Sunday, October 5, 2025

ISM numbers indicate a slowing September for the real economy

In the later part of the week, we got indicatons that the real economy slowed down in September. This includes, the Institute for Supply Management's PMI Manufacturing Index that came out on Wednesday, which showed that sector continued to struggle.
Economic activity in the manufacturing sector contracted in September for the seventh consecutive month, following a two-month expansion preceded by 26 straight months of contraction, say the nation's supply executives in the latest ISM Manufacturing PMI® Report….

"Looking at the manufacturing economy, 67 percent of the sector's gross domestic product (GDP) contracted in September, down from 69 percent in August. Twenty-eight percent of GDP is strongly contracting (registering a composite PMI® of 45 percent or lower), up from 4 percent in August.

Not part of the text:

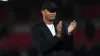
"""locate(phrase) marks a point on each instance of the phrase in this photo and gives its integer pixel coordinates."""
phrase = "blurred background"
(16, 17)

The share of sector GDP with a PMI at or below 45 percent is a good metric to gauge overall manufacturing weakness. Of the six largest manufacturing industries, only one (Petroleum & Coal Products) expanded in September, compared to two in August," says [Susan ]Spence, [who chairs ISM’s Manufacturing Business Survey Committee].
In addition, prices for manufacturers continued to rise at a widespread and significant level.
The ISM® Prices Index registered 61.9 percent in September, decreasing 1.8 percentage points compared to the previous month's reading of 63.7 percent, indicating raw materials prices increased for the 12th straight month (though at a slower rate compared to August). The Prices Index has increased 11.6 percentage points over the past 11 months. In the last eight months, the index reached its highest levels since June 2022, when it registered 78.5 percent. All of the six largest manufacturing industries — Machinery; Computer & Electronic Products; Food, Beverage & Tobacco Products; Petroleum & Coal Products; Transportation Equipment; and Chemical Products, in that order — reported price increases in September. "The Prices Index reading continues to be driven by increases in steel and aluminum prices that impact the entire value chain, as well as tariffs applied to many imported goods. Higher prices were reported by 32.5 percent of respondents in September, down from 33.5 percent in August. The share of respondents reporting higher prices trended up from November 2024 (12.2 percent) to April (49.2 percent), which was the highest level since June 2022 (65.2 percent)," says Spence. A Prices Index above 52.8 percent, over time, is generally consistent with an increase in the Bureau of Labor Statistics (BLS) Producer Price Index for Intermediate Materials.
"The highest level since 2022" is not good at all when you're talking about inflation, as that was when rices were increasing at a rate above 1.0% a month, and year-over-year inflation was at 9%.

Then on Friday, ISM reported that the service sector also underperformed in September.
The report was issued today by Steve Miller, CPSM, CSCP, Chair of the Institute for Supply Management® (ISM®) Services Business Survey Committee: “In September, the Services PMI® registered an unchanged reading of 50 percent, 2 percentage points lower than the August figure of 52 percent. The Business Activity Index moved into contraction territory in September, registering 49.9 percent, 5.1 percentage points lower than the reading of 55 percent recorded in August. This is the first time the index has entered contraction territory since May 2020. The New Orders Index remained in expansion in September, with a reading of 50.4 percent, down 5.6 percent from August’s figure of 56 percent. The Employment Index remained in contraction territory for the fourth month in a row and the fifth time in the last six months; the reading of 47.2 percent is 0.7 percentage point higher than the 46.5 percent recorded in August.
And just like we're seeing in the goods sector, prices are going up for services as well, and with less need to get more orders coming in for the future.
“The Prices Index registered 69.4 percent in September, a 0.2-percentage point increase from August’s reading of 69.2 percent. The index has exceeded 60 percent for 10 straight months, its longest such streak since 30 consecutive readings above 60 percent from October 2020 to March 2023.

“The Inventories Index dropped into contraction in September after three months in expansion territory, registering 47.8 percent, a decrease of 5.4 percentage points from August’s figure of 53.2 percent. The Inventory Sentiment Index expanded for the 29th consecutive month, registering 55.7 percent, up 0.2 percentage point from August’s figure of 55.5 percent. The Backlog of Orders Index was in contraction territory for the seventh month in a row, registering 47.3 percent in September, but with a 6.9-percentage point jump from the August figure of 40.4 percent to hit its highest reading since April (48 percent).
Put all this together, and you have a pretty gloomy picture.

These ISM reports should get extra attention from you as the government shutdown continues, because the regularly-scheduled releases of the US government's jobs and unemployment claims data has already been delayed, and September's inflation reports for later this month are also likely to be set back. So for us and the Federal Reserve, they will have to go on reports like the ISM to figure out where things stand with the overall economy. And from what we saw from the ISM, a stagflationary situation seemed to be happening for September.